Religious Affairs Minister David Azoulay (Shas) who last year told Army Radio that Reform Jews are not really Jewish, on Thursday told an assembly of ultra and modern Orthodox Rabbis in northern Israel that he has no intention of approving the new rule sanctioning a separate portion of the Western Wall for Reform style mixed prayers, as long as the Council of Torah Sages does not order him to.
“A Reform Jew, as soon as he does not follow the religion of Israel, then let’s just say there’s a problem. I can’t allow myself to say that he was a Jew,” Azulai said on radio back in July.
On Sunday, Prime Minister Netanyahu is expected to meet with Israel’s chief rabbis to consult with and solicit their consent for the proposed change in the Kotel Plaza. The meeting comes following the claim by the Rabbinate that the cabinet’s decision on the Reform prayer deck was reached without the consent of either the minister of religious affairs or the chief rabbinate.
“I’m not afraid of the Supreme Court, let the whole public cry out, they won’t defeat us,” Azoulay reassured the northern rabbis. “I will only do that which the council of sages and chief rabbinate order me. It is in my authority to sign, and I won’t give it up. The issue is one of ‘suffer death and not transgress.’ Israel’s rabbis must go out and cry.”
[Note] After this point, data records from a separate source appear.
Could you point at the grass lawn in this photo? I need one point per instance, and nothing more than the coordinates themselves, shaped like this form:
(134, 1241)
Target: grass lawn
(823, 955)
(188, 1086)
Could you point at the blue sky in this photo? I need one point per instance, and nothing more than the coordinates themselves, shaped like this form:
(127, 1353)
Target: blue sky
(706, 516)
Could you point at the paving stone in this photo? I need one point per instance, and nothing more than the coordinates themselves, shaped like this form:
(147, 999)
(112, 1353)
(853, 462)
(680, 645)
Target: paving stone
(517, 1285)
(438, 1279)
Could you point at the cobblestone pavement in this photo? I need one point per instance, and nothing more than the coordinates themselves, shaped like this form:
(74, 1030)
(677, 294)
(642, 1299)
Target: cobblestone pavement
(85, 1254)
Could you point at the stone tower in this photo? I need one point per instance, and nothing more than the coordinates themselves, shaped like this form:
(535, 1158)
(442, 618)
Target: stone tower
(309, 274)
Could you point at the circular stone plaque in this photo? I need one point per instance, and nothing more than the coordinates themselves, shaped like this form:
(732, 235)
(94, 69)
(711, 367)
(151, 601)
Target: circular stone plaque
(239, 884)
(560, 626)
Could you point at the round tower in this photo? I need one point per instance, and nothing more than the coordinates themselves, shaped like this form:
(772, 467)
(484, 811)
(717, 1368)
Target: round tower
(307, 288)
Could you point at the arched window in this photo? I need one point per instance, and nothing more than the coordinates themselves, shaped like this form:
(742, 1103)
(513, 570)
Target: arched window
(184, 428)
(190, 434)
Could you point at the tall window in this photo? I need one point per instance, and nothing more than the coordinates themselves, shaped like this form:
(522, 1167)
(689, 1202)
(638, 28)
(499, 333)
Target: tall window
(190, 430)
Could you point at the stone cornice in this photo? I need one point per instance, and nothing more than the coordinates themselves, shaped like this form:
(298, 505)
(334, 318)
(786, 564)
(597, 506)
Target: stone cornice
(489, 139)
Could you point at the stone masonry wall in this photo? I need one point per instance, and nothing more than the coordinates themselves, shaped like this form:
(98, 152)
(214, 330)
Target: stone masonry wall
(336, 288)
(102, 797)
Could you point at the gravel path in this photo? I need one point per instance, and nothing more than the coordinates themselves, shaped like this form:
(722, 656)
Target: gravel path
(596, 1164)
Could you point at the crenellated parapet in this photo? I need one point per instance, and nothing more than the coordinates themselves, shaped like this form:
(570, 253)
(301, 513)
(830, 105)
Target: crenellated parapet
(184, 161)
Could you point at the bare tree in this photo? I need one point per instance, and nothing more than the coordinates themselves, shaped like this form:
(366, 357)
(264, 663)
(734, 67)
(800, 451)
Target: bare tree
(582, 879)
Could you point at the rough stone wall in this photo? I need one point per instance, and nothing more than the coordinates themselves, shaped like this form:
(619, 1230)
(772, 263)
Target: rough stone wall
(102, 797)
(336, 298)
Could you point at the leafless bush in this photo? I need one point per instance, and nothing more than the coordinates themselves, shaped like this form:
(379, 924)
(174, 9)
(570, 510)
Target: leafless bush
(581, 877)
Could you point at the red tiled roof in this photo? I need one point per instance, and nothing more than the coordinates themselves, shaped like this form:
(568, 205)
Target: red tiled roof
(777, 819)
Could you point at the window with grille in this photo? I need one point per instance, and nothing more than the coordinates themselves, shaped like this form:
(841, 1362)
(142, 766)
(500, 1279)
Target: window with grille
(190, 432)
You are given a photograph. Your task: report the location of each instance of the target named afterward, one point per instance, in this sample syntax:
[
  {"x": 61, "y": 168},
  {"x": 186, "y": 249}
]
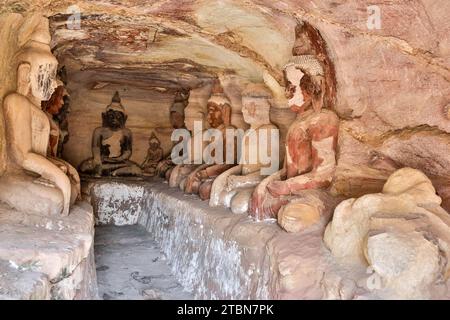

A Jew is permitted to transgress most of the commandments to preserve life, such as ingesting non-kosher medicine. But there are three commandments about which most sages say one should martyr himself and not transgress them: murder, illicit sex, and idolatry. There are conflicting arguments among Torah scholars regarding this concept, when some say that even in these commandments one should seek out a way of staying alive at the cost of temporary sin (Maimonides recommended pretending to accept Islam and then fleeing at the first opportunity); other scholars suggest that in extreme circumstances an order to transgress elevates any commandment to the level where it attains the status of “die rather than sin,” because the honor of God is at stake.
The assembled community rabbis, including the Acre county’s Rabbi Yosef Yashar, and Nahariya’s Rabbi Yeshayahu Maitlis, expressed their firm support for Minister Azoulay, saying there is no room at all to recognize the Reform, and no possibility of enabling prayer by the Kotel in any way other than that of traditional Judaism. They noted that there’s no compromising with a movement that erased Zion and Jerusalem from its prayer books.